The ability to classify the partially translocated DNA molecule in real time as bacterial or non-bacterial permits the present method to increase the host DNA yield during sequencing as well as decrease the non-host DNA sequencing output. As discussed above, various types of modification can be used to perform this classification. A common example is 5mC methylation, which can be both used on its own as well as jointly with other modifications such as methylation to 6-methyl-adenine (6 mA methylation). 6ma methylation is abundant in bacterial genomes while non-existent in mammalian genomes. Importantly, the present method does not require prior knowledge about either the host or non-host DNA compositions of the considered sample, as would be required when using reference sequences to classify the polymer. Rather it relies on general biological facts about modification information such as 5mC and 6 mA methylation patterns between the DNA of particular targets.

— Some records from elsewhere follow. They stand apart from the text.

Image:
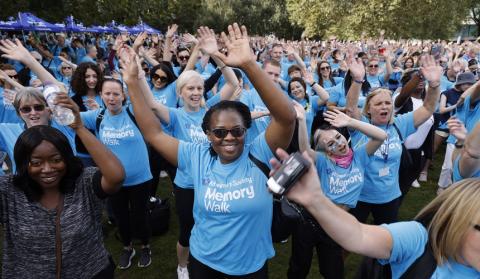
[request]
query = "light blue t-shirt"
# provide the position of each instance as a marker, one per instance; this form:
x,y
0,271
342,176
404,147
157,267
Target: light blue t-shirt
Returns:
x,y
166,96
409,240
456,170
232,208
9,133
343,185
381,175
120,134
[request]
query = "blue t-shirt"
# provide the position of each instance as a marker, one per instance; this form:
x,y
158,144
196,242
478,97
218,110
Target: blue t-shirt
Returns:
x,y
9,133
7,111
409,240
232,208
120,134
166,96
456,170
381,175
343,185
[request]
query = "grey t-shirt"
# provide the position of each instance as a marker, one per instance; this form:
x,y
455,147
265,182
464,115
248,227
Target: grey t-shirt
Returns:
x,y
29,240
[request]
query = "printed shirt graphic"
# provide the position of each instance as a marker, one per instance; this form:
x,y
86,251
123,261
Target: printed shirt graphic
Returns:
x,y
409,240
232,208
343,185
381,175
119,134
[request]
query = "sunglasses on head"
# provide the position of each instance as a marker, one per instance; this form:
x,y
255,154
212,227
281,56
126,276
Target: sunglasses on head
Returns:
x,y
235,132
28,109
162,78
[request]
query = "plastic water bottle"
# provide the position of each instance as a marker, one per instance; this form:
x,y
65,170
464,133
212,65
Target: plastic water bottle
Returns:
x,y
63,116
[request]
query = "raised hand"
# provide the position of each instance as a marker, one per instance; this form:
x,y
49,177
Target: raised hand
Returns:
x,y
457,128
337,118
357,69
430,70
237,43
15,50
208,41
171,30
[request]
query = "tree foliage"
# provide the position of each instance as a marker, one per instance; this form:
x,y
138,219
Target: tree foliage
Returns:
x,y
399,18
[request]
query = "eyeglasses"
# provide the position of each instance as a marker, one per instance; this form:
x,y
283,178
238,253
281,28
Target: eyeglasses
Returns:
x,y
28,109
162,78
235,132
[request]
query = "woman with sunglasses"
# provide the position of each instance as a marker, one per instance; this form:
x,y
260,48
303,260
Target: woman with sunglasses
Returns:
x,y
232,207
449,227
50,209
381,192
185,124
341,170
325,77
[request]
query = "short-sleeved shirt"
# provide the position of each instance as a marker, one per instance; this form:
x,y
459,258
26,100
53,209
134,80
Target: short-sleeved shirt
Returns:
x,y
232,208
29,231
409,240
343,185
120,134
381,175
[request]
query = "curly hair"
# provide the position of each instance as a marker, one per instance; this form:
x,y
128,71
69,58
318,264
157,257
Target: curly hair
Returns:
x,y
79,85
26,143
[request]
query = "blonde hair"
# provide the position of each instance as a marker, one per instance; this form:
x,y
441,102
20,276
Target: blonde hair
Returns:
x,y
454,213
372,94
26,94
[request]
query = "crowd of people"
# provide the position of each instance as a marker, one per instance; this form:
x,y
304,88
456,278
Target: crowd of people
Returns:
x,y
210,110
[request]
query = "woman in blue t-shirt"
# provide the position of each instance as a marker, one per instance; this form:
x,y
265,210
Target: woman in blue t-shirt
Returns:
x,y
232,207
341,170
466,156
450,225
381,192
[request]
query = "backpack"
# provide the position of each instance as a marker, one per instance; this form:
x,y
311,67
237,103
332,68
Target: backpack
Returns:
x,y
286,215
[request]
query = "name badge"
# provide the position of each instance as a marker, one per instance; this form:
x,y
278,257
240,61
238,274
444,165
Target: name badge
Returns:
x,y
384,171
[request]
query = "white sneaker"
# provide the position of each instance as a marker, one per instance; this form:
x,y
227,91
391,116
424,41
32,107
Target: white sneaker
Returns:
x,y
182,272
423,177
415,184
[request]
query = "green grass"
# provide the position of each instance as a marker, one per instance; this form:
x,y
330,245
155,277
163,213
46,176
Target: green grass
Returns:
x,y
164,247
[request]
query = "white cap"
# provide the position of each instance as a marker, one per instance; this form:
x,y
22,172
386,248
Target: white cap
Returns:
x,y
274,186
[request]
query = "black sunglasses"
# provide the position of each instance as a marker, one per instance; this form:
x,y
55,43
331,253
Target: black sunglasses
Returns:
x,y
28,109
235,132
162,78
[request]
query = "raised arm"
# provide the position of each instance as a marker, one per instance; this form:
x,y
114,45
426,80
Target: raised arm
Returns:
x,y
208,44
432,73
111,168
149,125
369,240
357,71
280,130
469,163
16,51
377,136
167,55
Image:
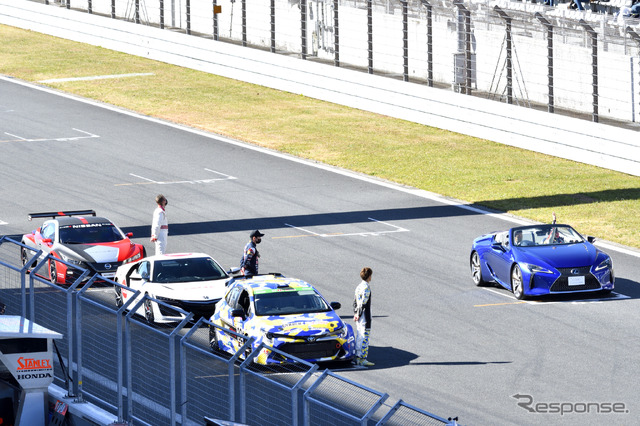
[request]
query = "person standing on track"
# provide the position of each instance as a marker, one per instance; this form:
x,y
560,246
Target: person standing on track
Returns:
x,y
160,225
362,317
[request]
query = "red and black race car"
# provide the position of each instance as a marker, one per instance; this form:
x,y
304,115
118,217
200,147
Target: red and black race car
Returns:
x,y
81,239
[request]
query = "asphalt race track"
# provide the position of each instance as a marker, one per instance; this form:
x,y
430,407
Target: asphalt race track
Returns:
x,y
438,342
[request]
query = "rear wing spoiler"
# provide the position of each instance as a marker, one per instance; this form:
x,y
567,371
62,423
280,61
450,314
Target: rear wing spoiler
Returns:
x,y
65,213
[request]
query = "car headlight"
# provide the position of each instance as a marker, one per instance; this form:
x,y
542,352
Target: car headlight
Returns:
x,y
538,269
340,332
605,264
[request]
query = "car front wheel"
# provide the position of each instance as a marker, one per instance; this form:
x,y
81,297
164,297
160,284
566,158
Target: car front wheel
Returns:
x,y
119,302
53,273
24,256
476,269
213,339
516,283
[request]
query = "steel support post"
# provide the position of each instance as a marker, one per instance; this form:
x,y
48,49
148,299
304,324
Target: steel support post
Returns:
x,y
594,67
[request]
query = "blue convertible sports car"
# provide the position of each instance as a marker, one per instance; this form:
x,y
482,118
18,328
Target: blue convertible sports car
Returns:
x,y
541,259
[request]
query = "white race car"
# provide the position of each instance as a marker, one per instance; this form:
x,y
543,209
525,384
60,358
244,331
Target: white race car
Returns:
x,y
193,282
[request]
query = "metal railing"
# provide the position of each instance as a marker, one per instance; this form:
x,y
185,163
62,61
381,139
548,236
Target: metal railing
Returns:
x,y
522,53
168,375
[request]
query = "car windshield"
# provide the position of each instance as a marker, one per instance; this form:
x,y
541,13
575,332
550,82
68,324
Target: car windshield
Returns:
x,y
289,302
90,233
545,235
188,269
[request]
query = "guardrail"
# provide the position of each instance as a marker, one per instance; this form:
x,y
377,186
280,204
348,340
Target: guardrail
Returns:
x,y
168,375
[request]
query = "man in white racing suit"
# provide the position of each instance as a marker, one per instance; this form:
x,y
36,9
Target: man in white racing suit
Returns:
x,y
160,225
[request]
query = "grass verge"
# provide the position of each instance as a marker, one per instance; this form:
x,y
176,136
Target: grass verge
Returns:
x,y
595,201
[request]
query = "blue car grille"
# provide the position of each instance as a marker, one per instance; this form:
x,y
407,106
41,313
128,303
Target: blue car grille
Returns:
x,y
312,350
562,283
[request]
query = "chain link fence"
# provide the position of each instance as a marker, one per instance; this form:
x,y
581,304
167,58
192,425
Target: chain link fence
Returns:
x,y
583,63
168,374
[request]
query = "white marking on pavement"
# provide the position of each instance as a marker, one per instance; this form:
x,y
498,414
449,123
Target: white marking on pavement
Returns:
x,y
225,177
362,234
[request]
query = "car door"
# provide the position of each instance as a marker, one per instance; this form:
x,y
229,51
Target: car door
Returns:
x,y
231,301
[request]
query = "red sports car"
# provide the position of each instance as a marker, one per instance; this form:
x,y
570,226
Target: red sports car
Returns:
x,y
81,239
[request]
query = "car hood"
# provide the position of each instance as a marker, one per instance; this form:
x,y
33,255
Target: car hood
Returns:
x,y
300,324
561,256
192,290
99,253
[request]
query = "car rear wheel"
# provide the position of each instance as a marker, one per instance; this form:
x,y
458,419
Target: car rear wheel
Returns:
x,y
516,283
148,311
476,269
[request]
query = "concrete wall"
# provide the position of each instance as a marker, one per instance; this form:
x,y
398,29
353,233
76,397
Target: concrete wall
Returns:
x,y
565,137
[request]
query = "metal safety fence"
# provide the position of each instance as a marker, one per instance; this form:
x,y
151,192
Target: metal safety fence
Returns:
x,y
523,53
168,374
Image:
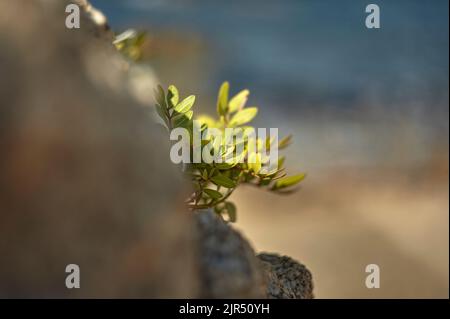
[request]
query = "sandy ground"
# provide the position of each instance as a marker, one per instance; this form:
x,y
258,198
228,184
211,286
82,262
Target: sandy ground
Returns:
x,y
341,221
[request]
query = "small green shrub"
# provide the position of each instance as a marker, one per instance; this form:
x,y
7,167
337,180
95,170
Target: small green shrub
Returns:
x,y
214,183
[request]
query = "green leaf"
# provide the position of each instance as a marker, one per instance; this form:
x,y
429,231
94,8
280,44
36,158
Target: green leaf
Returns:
x,y
284,142
244,116
213,193
160,112
172,96
238,101
222,99
160,97
231,211
185,105
224,181
254,162
289,181
181,120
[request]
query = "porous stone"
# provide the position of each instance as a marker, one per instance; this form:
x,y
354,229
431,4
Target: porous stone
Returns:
x,y
286,278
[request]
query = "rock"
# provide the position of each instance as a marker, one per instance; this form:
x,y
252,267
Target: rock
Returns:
x,y
228,266
85,178
286,278
80,180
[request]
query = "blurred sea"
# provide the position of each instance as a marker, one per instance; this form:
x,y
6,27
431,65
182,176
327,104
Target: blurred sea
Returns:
x,y
366,96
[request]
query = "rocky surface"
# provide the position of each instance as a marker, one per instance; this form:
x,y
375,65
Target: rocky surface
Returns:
x,y
228,267
85,179
80,180
286,278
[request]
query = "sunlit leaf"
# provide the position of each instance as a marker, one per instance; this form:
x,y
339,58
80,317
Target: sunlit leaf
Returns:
x,y
244,116
222,99
185,105
284,142
289,181
224,181
172,96
238,101
213,193
231,211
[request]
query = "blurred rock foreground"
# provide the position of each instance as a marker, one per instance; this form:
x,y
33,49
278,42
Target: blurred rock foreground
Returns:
x,y
85,179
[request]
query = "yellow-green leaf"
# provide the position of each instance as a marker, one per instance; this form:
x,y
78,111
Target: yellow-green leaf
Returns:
x,y
186,104
213,193
254,162
160,96
231,211
238,101
284,142
172,96
222,99
244,116
224,181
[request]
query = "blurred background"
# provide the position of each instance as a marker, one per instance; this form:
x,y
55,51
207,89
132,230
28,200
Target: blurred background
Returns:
x,y
368,109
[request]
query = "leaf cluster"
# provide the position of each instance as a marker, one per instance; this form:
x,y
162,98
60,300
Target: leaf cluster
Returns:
x,y
213,183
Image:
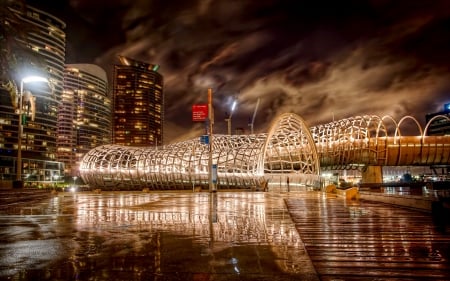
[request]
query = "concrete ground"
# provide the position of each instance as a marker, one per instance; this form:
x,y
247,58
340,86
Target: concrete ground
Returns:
x,y
218,236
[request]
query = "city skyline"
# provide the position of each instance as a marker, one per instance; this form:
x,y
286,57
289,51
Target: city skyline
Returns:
x,y
323,61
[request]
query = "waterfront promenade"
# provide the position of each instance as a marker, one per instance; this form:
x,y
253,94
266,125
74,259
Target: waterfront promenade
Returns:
x,y
303,235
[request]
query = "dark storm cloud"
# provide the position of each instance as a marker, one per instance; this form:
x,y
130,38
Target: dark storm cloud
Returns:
x,y
319,59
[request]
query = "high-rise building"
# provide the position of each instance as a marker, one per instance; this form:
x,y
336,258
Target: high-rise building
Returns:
x,y
138,103
38,138
84,116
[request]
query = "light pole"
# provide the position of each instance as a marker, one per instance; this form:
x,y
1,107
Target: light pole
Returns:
x,y
24,80
233,106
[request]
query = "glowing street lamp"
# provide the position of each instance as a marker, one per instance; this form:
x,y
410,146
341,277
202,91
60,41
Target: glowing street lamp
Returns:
x,y
233,107
25,80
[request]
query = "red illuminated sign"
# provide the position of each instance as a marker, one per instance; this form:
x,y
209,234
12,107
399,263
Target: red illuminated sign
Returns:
x,y
199,112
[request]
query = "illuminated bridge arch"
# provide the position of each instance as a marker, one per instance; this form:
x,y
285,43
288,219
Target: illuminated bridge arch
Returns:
x,y
289,150
243,161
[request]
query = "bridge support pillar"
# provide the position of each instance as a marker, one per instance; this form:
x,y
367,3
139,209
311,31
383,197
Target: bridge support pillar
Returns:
x,y
372,174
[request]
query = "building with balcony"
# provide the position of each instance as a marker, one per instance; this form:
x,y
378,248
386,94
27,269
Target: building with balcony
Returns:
x,y
38,141
138,104
84,116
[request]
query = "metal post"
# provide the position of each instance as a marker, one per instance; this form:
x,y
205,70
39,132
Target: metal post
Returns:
x,y
19,140
20,126
210,132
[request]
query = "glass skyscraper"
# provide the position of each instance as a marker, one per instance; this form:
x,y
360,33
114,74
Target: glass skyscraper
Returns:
x,y
84,116
38,140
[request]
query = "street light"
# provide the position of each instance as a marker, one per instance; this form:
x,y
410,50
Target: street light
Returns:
x,y
233,106
25,80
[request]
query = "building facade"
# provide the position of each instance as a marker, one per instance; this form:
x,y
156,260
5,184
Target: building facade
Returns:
x,y
138,104
38,138
439,125
84,116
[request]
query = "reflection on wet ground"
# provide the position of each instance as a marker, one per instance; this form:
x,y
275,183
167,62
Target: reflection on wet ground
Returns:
x,y
153,236
362,240
219,236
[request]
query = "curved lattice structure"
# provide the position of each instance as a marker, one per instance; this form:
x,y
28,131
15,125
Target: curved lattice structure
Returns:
x,y
289,149
243,161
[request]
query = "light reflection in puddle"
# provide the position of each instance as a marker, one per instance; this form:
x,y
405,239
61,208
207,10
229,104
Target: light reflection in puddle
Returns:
x,y
168,233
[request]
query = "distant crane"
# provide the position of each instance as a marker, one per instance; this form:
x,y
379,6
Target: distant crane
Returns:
x,y
253,118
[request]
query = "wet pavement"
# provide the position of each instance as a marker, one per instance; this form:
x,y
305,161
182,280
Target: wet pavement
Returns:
x,y
363,240
153,236
219,236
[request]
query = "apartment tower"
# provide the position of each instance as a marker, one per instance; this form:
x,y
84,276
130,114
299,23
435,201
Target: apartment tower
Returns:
x,y
138,115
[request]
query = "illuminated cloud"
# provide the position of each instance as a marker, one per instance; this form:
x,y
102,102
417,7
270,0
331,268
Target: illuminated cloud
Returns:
x,y
319,59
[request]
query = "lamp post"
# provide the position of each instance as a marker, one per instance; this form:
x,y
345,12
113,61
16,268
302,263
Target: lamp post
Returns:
x,y
24,80
233,106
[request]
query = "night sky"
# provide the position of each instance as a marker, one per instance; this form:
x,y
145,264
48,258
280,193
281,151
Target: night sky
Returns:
x,y
318,59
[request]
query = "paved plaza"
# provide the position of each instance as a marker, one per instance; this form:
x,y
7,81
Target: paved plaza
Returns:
x,y
219,236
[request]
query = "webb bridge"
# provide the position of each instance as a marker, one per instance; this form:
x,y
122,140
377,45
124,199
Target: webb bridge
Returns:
x,y
289,149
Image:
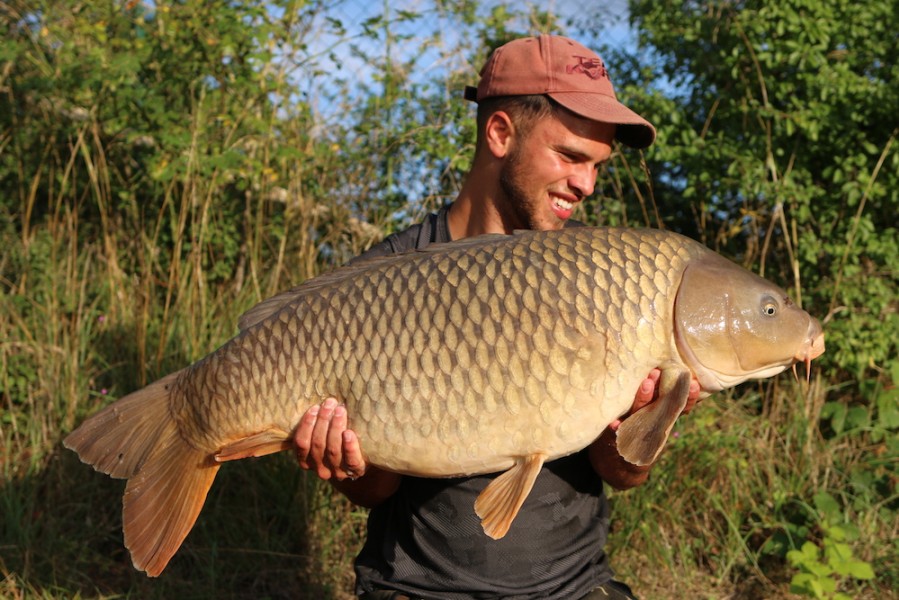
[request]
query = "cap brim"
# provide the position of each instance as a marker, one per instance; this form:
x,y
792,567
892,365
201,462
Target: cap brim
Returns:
x,y
633,130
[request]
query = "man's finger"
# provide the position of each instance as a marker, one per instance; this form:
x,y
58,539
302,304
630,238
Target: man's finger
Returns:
x,y
302,438
354,463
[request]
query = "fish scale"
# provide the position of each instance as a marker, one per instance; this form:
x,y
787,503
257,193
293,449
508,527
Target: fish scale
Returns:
x,y
540,326
491,354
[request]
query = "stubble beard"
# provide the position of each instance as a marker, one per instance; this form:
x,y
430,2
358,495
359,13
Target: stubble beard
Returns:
x,y
518,207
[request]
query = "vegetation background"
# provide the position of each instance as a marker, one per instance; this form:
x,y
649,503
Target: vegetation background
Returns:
x,y
165,165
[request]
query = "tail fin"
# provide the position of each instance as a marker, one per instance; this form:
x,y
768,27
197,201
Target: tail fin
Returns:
x,y
136,438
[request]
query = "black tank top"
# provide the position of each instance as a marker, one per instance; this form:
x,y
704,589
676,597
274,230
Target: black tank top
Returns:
x,y
426,540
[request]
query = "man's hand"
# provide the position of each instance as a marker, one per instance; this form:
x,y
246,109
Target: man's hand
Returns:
x,y
649,392
603,453
326,446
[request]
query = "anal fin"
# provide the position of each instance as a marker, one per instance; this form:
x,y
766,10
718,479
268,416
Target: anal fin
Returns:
x,y
498,504
259,444
642,435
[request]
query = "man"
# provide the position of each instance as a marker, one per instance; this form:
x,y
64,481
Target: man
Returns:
x,y
547,117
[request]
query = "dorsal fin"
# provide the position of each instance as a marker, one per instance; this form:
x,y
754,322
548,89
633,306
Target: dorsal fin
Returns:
x,y
270,306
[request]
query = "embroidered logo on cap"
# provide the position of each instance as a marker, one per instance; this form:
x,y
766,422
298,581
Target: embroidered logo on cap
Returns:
x,y
590,66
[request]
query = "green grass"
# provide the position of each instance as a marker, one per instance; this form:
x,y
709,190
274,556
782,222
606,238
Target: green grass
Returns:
x,y
732,495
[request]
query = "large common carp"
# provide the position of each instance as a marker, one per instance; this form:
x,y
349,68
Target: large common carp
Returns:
x,y
494,353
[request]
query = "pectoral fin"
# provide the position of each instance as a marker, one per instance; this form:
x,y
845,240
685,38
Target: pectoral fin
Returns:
x,y
498,504
259,444
642,436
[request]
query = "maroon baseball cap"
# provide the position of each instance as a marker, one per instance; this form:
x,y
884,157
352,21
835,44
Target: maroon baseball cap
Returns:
x,y
567,72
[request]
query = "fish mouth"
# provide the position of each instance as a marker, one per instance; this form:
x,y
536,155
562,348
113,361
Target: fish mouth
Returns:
x,y
811,350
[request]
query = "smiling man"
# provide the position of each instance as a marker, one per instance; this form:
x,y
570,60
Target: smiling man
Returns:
x,y
547,119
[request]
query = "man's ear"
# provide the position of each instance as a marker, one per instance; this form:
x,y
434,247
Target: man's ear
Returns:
x,y
499,133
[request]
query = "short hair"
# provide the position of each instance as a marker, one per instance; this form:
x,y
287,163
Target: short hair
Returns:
x,y
523,110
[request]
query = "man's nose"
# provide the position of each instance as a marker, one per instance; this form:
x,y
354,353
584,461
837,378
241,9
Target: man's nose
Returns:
x,y
583,180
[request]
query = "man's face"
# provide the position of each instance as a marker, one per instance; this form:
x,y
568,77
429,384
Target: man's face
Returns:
x,y
552,168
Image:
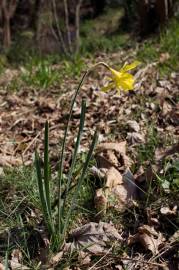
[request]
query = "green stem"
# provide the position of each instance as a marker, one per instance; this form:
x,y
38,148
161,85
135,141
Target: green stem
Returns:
x,y
60,172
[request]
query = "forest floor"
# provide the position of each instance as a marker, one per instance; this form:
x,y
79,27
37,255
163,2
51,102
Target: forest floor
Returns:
x,y
135,200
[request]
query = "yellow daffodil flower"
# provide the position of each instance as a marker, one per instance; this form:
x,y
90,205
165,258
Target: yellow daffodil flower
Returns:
x,y
121,80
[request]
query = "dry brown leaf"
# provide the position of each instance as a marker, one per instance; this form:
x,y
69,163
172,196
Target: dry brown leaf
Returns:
x,y
100,201
112,155
118,147
148,238
2,267
133,125
164,57
165,210
95,237
135,137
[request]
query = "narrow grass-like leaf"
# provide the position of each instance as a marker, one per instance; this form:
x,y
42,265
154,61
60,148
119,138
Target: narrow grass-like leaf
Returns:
x,y
60,171
80,181
46,169
77,144
41,191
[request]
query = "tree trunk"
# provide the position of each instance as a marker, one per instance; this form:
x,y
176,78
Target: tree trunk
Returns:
x,y
6,33
7,10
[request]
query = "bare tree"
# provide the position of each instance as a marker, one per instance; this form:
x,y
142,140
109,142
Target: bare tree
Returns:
x,y
7,10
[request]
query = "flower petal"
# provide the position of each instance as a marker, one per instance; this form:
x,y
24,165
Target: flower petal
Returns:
x,y
108,87
126,82
127,67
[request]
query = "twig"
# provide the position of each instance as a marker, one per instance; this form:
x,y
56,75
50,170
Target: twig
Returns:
x,y
58,28
31,143
77,25
144,262
67,24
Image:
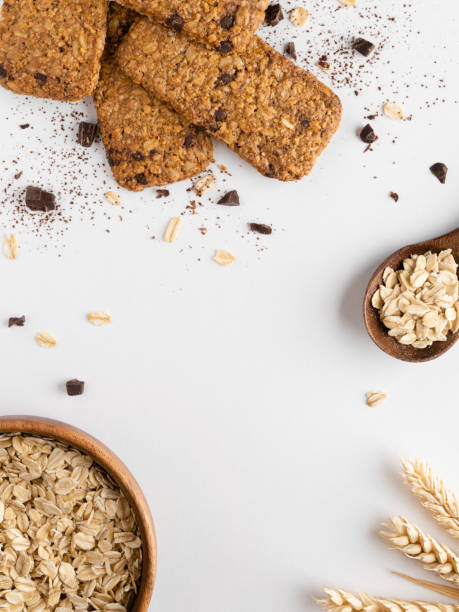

The present method differs from the previously mentioned wet-lab protocols such as methylation-based enrichment of host DNA for WGS sequencing. Specifically, the present method (i) is completely computational so that no wet-lab sample manipulation is required prior to processing by the biochemical analysis system 1, and (ii) allows for analysis of the background sequences, unlike existing wet-lab enrichment strategies. The latter difference is because even if a polymer classified as a background sequence is rejected to stop sequencing of the undesired polymer molecule, the modification information (and sequence information if determined) relating to the portion of the polymer measured during the partial translocation before rejection can still be retained. This information can be further analysed later, for example to be used for non-host DNA species-of-origin taxonomic classification and/or taxonomic abundance estimation in the original sample. The present method is therefore doubly advantageous in providing enrichment of the polymer classes of interest, while still providing a larger amount of information about the background polymer classes than existing methods.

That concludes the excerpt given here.